Of performance tricks for the webprogrammer
Everything started with a problem we needed to address at Dataiku : our product gives datascientists a nice view of their dataset as they go through their data preparation. The dataset was displayed as an HTML table using the popular UI pattern of infinite scroll.
When the user scroll down up past the last row, an AJAX call would populate the table with 100 extra rows. We had however two issues. First, while the tool was working like a charm with regular datasets, some of the datasets our customers deal with are close to a thousand columns. For these datasets, our UI was getting sluggish to the point of ruining the user experience.
Second, infinite scroll makes it impossible for the user to jump rapidly in the middle of the dataset to rapidly sample the data. Browsing rapidly through data is a nice-to-have feature.
If JS is the new assembly code, the browser is your OS and your hardware
I’m not exactly specialized in front-end programming, but these days, that’s what I do. In backend programming or in scientific computing, optimization typically shred apart one by one all the nice abstractions that your OS and your hardware offers. For instance, when I started as a software engineer, I thought of RAM as a uniform adressed memory universe in which the CPU had random access for free. One day, I noticed how multiplying two square matrix A and B, was way slower than multiplying the transposition of A by B. This phenomenon is well known in linear algebra libraries, and is due to your CPU cache. I experience an abstraction leak.
As a software engineer, optimization gives you the excitement of a physicist. As you gain experience you get a better understanding of how your hardware or OS works and build your own new mental models or abstraction. The whole process is very close to that of scientific method.
In Front-end programming, the browser is your OS, the browser is your hardware, the browser is Mother Nature.

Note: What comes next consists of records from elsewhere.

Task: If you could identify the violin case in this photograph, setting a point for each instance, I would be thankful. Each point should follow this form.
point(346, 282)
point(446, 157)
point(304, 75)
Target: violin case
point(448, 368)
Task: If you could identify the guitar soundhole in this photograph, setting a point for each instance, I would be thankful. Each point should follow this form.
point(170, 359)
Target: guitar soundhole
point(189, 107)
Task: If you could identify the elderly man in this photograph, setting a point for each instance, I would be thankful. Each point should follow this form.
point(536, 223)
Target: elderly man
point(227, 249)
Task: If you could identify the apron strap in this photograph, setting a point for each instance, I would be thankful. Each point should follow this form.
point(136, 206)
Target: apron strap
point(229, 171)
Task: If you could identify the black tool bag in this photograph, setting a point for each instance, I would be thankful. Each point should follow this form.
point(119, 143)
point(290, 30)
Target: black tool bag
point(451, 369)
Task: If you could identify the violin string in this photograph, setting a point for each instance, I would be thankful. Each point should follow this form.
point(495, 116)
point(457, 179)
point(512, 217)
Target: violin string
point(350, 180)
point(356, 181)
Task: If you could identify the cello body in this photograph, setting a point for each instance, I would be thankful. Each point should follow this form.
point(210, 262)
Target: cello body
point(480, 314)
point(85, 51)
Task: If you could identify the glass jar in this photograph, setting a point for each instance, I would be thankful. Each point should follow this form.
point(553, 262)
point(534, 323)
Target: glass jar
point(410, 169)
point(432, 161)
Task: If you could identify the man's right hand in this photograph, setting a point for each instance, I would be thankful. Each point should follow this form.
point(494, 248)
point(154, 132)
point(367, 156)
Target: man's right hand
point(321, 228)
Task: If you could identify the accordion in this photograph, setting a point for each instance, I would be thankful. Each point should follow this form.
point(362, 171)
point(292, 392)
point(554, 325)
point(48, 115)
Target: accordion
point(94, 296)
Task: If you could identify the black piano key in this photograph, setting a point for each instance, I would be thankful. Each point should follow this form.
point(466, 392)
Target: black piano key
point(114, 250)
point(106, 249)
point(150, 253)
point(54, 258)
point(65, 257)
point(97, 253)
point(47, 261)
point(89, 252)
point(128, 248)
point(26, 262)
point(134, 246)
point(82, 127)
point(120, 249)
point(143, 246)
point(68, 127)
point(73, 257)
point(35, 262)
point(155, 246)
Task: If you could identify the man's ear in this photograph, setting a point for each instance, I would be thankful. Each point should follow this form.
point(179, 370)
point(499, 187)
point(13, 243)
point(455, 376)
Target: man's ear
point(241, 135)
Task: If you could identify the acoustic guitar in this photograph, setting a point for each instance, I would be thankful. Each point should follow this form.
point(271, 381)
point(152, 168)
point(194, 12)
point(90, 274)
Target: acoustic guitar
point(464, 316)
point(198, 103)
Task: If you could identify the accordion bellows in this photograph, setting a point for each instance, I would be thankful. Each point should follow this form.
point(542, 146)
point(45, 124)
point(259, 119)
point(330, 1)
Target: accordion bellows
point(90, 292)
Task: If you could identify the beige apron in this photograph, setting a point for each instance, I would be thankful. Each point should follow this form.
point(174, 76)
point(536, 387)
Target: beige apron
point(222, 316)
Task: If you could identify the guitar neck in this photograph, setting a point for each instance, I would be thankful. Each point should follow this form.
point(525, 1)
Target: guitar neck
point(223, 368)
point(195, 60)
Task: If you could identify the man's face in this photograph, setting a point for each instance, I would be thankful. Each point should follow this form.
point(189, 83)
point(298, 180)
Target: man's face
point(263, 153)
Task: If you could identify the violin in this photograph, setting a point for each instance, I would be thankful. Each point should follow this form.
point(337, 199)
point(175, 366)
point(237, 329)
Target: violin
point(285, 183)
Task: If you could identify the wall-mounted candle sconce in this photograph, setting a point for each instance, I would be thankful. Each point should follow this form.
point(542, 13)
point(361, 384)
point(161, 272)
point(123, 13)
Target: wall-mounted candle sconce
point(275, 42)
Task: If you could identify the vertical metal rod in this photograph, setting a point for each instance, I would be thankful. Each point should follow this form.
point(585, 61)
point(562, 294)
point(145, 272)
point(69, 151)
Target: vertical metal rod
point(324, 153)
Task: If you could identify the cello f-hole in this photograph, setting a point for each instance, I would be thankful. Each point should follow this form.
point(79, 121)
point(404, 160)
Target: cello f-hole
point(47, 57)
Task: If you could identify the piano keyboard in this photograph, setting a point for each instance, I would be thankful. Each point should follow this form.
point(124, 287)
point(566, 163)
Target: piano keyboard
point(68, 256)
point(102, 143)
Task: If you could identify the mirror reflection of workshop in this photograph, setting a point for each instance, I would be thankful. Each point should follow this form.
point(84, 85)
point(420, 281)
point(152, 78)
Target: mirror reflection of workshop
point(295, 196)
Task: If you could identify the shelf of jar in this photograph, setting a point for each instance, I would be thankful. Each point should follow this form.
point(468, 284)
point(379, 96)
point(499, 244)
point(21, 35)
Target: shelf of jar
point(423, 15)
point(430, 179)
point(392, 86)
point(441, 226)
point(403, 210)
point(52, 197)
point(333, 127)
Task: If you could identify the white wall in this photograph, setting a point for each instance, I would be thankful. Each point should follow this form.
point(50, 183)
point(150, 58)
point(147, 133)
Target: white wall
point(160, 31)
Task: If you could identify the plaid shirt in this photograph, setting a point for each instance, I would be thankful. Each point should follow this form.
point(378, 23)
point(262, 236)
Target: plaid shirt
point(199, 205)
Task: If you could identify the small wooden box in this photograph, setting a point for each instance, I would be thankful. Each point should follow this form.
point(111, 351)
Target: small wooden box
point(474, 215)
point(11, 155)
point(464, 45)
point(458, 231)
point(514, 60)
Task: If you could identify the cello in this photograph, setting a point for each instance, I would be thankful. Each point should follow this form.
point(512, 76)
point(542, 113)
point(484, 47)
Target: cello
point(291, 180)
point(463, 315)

How browsers render your page?
The more DOM elements displayed, the worst the performance is most of the time true. But let me write here in detail what I understand about browsers rendering. Don’t hold it as the truth, as it is just a pack of belief I accumulated from a mixture of experiments and reads about browser.
One paint per event loop …
To check that we can run Experiment 1.
… but possibly many reflows
But now, what happens when JS try to access some layout related attribute within the loop.
To check that, we run a second experiment. we put two div with
float: left; and we grow the left one, so that the
div should mechanically move to the right.
The console outputs all the intermediary position of the right container : while the browser avoided painting a new frame, it did actually updated the layout many times within the loop.
The truth is that there is two big distinct phases in browser rendering.
These two distinct phases are called respectively
Reflow consists in computing the position of your elements as as many (top, left, width, height) boxes.
It is called reflow because of the way it is computed. HTML was born at a moment were internet connections were pretty slow. My first modem was a 14400bps. That’s right : that’s a max of 1.8 kB/s! At that time, everybody appreciated the fact that HTML pages were rendered partially as they were getting downloaded. For this reason HTML was built upon the following golden rule : the size and position of a DOM element should not be affected by the stuff coming after.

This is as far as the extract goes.